Historic house in North Carolina, United States

Elizabeth Lawrence House & Garden is a historic home and garden located at Charlotte, Mecklenburg County, North Carolina. It was built in 1948–1949, and is a small 1 1/2-story, five-bay, Colonial Revival style frame dwelling. The house is set on landscaped grounds designed and laid out in 1949–1950. It includes paths, beds, and borders. It was the home of Elizabeth Lawrence (1904-1985), American garden writer and the first woman graduate in landscape architecture from (present-day) North Carolina State University.

Charlotte-Mecklenburg Historic Landmarks Commission designed the property a historic landmark in 2005 and it was listed on the National Register of Historic Places in 2009.

Elizabeth Lawrence moved away from the property in 1984. In 1986, Mary Elizabeth "Lindie" Wilson purchased the property, and immediately started resurrecting the garden, which had fallen into disrepair.
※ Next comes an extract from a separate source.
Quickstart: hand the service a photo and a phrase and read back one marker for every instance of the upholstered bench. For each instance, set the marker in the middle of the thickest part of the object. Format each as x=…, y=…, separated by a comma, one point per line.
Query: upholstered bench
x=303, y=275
Lindie Wilson's incredible stewardship for the next 23 years ensured the survival of a significant number of plants original to Elizabeth Lawrence--most still thrive in the garden to this day. During her ownership, Lindie Wilson engaged the help of many regional and national experts to figure out the best way to preserve the property, out of which was born the Friends of Elizabeth Lawrence. The Friends worked tirelessly to help Lindie place a conservation easement on the property and negotiate the terms of sale of the property to the Wing Haven Foundation in 2008.

Today, the Elizabeth Lawrence House & Garden is open to the public as a historic and cultural resource. It is owned and operated by the Wing Haven Foundation, and managed in a partnership with The Garden Conservancy, which holds the conservation easement on the property. The house and garden are part of Wing Haven.